Friday, January 23, 2009

An Evening With Bill Baird

Last night, being the 36th anniversary of Roe v. Wade, Rochester NOW sponsored an event with reproductive rights activist Bill Baird.

Bill Baird is the founder of the Pro-Choice League and was the defendant in the landmark Baird v. Eisenstadt case that established the right to birth control for unmarried people. Previously, birth control had only been ruled a right for married couples in Griswold v. Connecticut. The majority opinion in the case contains the famous and highly significant line: "If the right of privacy means anything, it is the right of the individual, married or single, to be free from unwarranted governmental intrusion into matters so fundamentally affecting a person as the decision whether to bear or beget a child." The right to privacy cited in the decision was also referenced in Roe v. Wade itself, as well as the more recent case Lawrence v. Texas, which ruled laws prohibiting same-sex sexual activity unconstitutional.

At the event, Baird spoke extensively of his history in the reproductive rights movement, his relatively unknown status, and the controversy surrounding his name and actions. And he certainly is a compelling speaker, if one who enjoys going off on tangents.

Baird discussed the fact that he has been jailed 8 times in 5 different states for showing contraception to poor women, and how during his landmark Supreme Court case he was refused the help of other progressive and reproductive rights organizations at the time. It's an issue that still clearly upsets him.
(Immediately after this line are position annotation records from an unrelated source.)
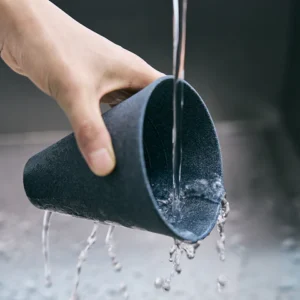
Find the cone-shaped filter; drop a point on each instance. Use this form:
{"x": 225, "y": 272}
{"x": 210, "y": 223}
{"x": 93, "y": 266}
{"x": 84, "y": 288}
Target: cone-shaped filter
{"x": 138, "y": 194}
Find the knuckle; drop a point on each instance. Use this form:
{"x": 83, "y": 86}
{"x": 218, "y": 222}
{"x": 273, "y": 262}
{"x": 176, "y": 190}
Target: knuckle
{"x": 89, "y": 134}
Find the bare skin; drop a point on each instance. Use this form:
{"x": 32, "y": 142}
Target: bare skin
{"x": 75, "y": 66}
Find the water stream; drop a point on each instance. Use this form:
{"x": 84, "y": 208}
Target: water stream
{"x": 109, "y": 242}
{"x": 82, "y": 258}
{"x": 45, "y": 244}
{"x": 179, "y": 42}
{"x": 224, "y": 212}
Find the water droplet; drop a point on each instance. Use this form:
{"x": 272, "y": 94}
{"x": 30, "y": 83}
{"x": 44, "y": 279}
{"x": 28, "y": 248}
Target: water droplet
{"x": 166, "y": 285}
{"x": 221, "y": 282}
{"x": 158, "y": 282}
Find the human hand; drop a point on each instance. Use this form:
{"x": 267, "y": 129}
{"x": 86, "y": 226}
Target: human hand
{"x": 75, "y": 66}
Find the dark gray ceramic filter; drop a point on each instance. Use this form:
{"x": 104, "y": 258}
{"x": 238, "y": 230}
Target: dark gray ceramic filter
{"x": 58, "y": 178}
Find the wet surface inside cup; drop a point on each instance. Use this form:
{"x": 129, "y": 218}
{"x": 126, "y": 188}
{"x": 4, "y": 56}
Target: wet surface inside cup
{"x": 201, "y": 183}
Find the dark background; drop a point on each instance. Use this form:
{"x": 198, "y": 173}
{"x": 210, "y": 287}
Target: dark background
{"x": 237, "y": 55}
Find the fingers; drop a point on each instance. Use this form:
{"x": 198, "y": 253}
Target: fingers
{"x": 92, "y": 136}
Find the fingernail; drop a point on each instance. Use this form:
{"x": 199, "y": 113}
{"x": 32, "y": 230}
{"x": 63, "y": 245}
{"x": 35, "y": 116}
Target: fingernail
{"x": 101, "y": 162}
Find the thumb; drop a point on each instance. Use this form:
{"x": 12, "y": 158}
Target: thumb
{"x": 92, "y": 136}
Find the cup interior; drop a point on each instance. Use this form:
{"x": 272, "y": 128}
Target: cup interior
{"x": 201, "y": 185}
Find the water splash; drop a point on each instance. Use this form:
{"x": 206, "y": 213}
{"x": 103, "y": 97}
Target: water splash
{"x": 82, "y": 258}
{"x": 221, "y": 283}
{"x": 224, "y": 212}
{"x": 176, "y": 251}
{"x": 45, "y": 244}
{"x": 222, "y": 218}
{"x": 111, "y": 249}
{"x": 109, "y": 242}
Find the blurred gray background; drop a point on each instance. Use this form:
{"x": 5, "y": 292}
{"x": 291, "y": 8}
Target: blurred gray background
{"x": 237, "y": 54}
{"x": 242, "y": 57}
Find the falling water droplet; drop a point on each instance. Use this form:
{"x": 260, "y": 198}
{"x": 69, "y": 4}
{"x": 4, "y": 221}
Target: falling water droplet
{"x": 82, "y": 258}
{"x": 224, "y": 211}
{"x": 221, "y": 282}
{"x": 45, "y": 243}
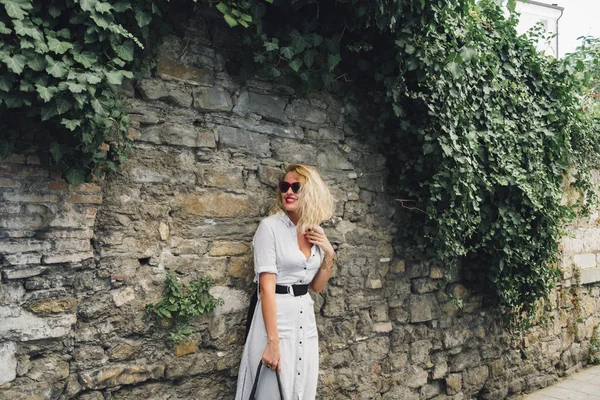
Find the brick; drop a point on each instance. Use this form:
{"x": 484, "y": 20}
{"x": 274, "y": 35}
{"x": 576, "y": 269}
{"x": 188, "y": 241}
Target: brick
{"x": 67, "y": 258}
{"x": 33, "y": 159}
{"x": 85, "y": 199}
{"x": 22, "y": 222}
{"x": 15, "y": 158}
{"x": 31, "y": 198}
{"x": 20, "y": 170}
{"x": 23, "y": 259}
{"x": 58, "y": 185}
{"x": 67, "y": 234}
{"x": 7, "y": 182}
{"x": 219, "y": 249}
{"x": 23, "y": 246}
{"x": 22, "y": 273}
{"x": 214, "y": 204}
{"x": 72, "y": 245}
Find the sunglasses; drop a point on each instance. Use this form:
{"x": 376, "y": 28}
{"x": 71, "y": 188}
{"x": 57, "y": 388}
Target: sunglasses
{"x": 285, "y": 186}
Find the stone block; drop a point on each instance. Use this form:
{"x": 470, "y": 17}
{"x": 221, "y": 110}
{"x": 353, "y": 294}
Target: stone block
{"x": 245, "y": 141}
{"x": 290, "y": 151}
{"x": 85, "y": 199}
{"x": 67, "y": 258}
{"x": 185, "y": 348}
{"x": 326, "y": 133}
{"x": 423, "y": 285}
{"x": 117, "y": 375}
{"x": 30, "y": 197}
{"x": 178, "y": 135}
{"x": 214, "y": 204}
{"x": 157, "y": 89}
{"x": 53, "y": 305}
{"x": 585, "y": 260}
{"x": 123, "y": 295}
{"x": 302, "y": 111}
{"x": 22, "y": 325}
{"x": 590, "y": 275}
{"x": 224, "y": 177}
{"x": 474, "y": 378}
{"x": 234, "y": 300}
{"x": 382, "y": 327}
{"x": 8, "y": 362}
{"x": 423, "y": 308}
{"x": 269, "y": 176}
{"x": 168, "y": 69}
{"x": 212, "y": 99}
{"x": 22, "y": 246}
{"x": 271, "y": 107}
{"x": 453, "y": 384}
{"x": 228, "y": 248}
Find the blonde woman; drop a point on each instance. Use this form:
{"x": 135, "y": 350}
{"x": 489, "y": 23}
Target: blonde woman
{"x": 291, "y": 253}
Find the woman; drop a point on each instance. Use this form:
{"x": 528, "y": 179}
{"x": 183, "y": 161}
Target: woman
{"x": 291, "y": 253}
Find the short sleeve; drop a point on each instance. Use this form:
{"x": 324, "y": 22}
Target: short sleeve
{"x": 265, "y": 256}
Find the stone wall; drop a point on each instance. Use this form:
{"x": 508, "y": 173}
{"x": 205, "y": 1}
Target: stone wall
{"x": 79, "y": 263}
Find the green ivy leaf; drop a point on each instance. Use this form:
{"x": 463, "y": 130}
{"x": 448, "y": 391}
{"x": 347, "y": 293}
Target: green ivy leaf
{"x": 296, "y": 64}
{"x": 71, "y": 124}
{"x": 114, "y": 77}
{"x": 88, "y": 5}
{"x": 56, "y": 151}
{"x": 4, "y": 30}
{"x": 36, "y": 62}
{"x": 143, "y": 18}
{"x": 288, "y": 52}
{"x": 85, "y": 58}
{"x": 333, "y": 60}
{"x": 46, "y": 92}
{"x": 232, "y": 22}
{"x": 75, "y": 176}
{"x": 58, "y": 46}
{"x": 6, "y": 82}
{"x": 16, "y": 63}
{"x": 125, "y": 50}
{"x": 102, "y": 7}
{"x": 56, "y": 68}
{"x": 16, "y": 8}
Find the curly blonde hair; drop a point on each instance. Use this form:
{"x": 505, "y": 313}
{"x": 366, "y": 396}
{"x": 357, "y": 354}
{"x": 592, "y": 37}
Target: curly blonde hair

He reminded us that there was a time when sexual intercourse outside of marriage was illegal, and gave a vivid description of the moment when he decided to begin the work that would get him repeatedly arrested: when he saw a woman work into the hospital where he worked with a coat hanger hanging out of her uterus, and died in front of him -- all because, he said, she didn't have access to birth control to prevent that pregnancy. And he railed against men who believe that they have a right to tell women what to do with their own bodies, and the lives that such "arrogance" costs.

During one particularly compelling moment, he held up an old newspaper with the headline "Mother Begs for Birth Control" and asks the question "why should any woman have to beg for medical care?" The question particularly sticks in one's mind because with high costs and laws restricting access, it's hardly one that's irrelevant today. Baird's talk focused greatly on history, but contained a strong link to the present. The struggles we face now may not be as extreme as they once were, but they are ultimately the same struggles.